Corriere del Veneto (Vicenza e Bassano)
PROGRESSO PANDEMIA E DOVERI
Il dubbio è che ci siamo persi lungo il cammino l’idea stessa di progresso. Quest’anno ci si è messa anche la pandemia, e così pare essersi sgretolata perfino l’aspettativa che la giornata di domani sia migliore di quella di oggi. Progredire nel significato più generale, semplicemente andare in avanti.
Una riflessione quantomai lucida, sul punto, viene ora da una pubblicazione di Aldo Schiavone, il quale mette in contrappunto il tumultuoso progresso tecnologico, per un verso, e lo smarrimento dell’idea di progresso quanto al nostro vivere associato, per altro verso. Eppure, il progresso era stato un motore sociale efficacissimo in anni passati.
In nome del progresso, si sono scagliate pietre e alzate barricate. Ma oggi sembra che, di progresso, sia rimasto solo quello tecnologico.
Questa parte del paese, fino a un passato piuttosto recente, è apparsa dinamica: molto da un punto di vista economico, forse un po’ meno da un punto di vista sociale. Comunque, la domanda rimane centrale: quale progresso? Quali linee di avanzamento è possibile darsi? In una cornice di contrazione di risorse – e quelle che si stanno utilizzando oggi sono a debito – il salvataggio dell’idea di progresso può passare attraverso un ribaltamento di paradigma. A cosa alludo? Per tanto tempo si è collocato il progresso in relazione diretta con una linea di avanzamento dei diritti.
Diritti dei lavoratori, diritti dei consumatori e via dicendo. Sembra invece che la salvezza del progresso passi oggi attraverso una maggiore distribuzione del carico dei doveri. In altre parole, si riceve l’impressione che l’avanzamento sul piano sociale imponga – pena la rinuncia all’idea di perseguirlo – che ciascuno si faccia carico di un piccolo peso in più.
Piccolo e proporzionale alle forze di ciascuno, certo.
Esempi di questo genere si sono moltiplicati, proprio in questo annus horribilis, tra emergenze sanitarie e calamità devastanti. Il Nordest ha riscoperto la sua anima solidaristica e ha messo in campo energie inattese. Assistenza sanitaria, aiuto alle persone in difficoltà, ripristino delle città sfregiate dagli eventi: c’è un mondo di cittadini che ha sospinto il progresso sociale. E lo ha fatto mettendo a proprio carico doveri che da principio non erano tali.
In tanti si sono impegnati a fare, a dare. Mi sembra allora di poter dire che, sotto il profilo dell’architettura delle regole, questo territorio ha mostrato di saper reinventare il paradigma tradizionale sul quale si è sempre pensato di far poggiare l’idea di progresso: non tanto un progresso che scaturisce dal riconoscimento di nuovi diritti, ma un progresso che fa leva su una nuova distribuzione di doveri. È un segnale.

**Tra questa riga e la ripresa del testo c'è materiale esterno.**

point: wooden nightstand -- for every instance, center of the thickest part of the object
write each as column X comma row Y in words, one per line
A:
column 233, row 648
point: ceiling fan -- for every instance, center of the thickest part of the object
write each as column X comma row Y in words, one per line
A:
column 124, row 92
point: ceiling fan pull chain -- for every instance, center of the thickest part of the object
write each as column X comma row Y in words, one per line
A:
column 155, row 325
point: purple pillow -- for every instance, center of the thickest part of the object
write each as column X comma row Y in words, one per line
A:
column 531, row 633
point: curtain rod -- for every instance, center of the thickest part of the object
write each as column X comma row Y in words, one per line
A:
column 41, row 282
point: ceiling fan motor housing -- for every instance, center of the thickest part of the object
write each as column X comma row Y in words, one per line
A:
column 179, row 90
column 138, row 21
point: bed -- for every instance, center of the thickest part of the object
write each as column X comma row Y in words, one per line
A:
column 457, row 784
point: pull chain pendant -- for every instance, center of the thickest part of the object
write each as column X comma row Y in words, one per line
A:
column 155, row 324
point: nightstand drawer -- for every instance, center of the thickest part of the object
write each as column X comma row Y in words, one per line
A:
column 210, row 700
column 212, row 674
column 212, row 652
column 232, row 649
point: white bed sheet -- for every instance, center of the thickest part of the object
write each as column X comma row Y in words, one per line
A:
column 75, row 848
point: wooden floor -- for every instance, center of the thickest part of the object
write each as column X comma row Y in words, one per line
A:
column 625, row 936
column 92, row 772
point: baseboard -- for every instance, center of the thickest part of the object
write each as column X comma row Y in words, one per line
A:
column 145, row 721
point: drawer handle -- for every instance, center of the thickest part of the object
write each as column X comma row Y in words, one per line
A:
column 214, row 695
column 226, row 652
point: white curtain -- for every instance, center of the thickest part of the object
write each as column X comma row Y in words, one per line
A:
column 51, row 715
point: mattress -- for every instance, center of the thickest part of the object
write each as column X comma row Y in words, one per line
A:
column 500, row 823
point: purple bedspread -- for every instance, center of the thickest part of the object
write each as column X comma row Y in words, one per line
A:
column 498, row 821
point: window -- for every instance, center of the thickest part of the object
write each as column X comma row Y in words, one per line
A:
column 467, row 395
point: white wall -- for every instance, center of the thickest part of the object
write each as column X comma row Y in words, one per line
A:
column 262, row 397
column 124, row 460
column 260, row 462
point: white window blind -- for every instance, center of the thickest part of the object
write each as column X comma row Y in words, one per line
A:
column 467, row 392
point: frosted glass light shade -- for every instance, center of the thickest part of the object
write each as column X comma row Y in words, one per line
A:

In nome di questo nuovo civismo, sarebbe importante che il sistema delle regole aprisse tutti gli spazi possibili: per esempio, il mondo del terzo settore dispone adesso di una normativa più organica.
C’è tantissimo da riprogettare: dalla sanità ai servizi sociali, dalla cura dei monumenti feriti all’impiego degli spazi inutilizzati.
Le amministrazioni fino al più piccolo Comune - non meno che i privati hanno la possibilità di stimolare e accompagnare questa sorprendente energia civica. Sembra che si tratti dell’ultimo viatico per la sopravvivenza dell’idea di progresso.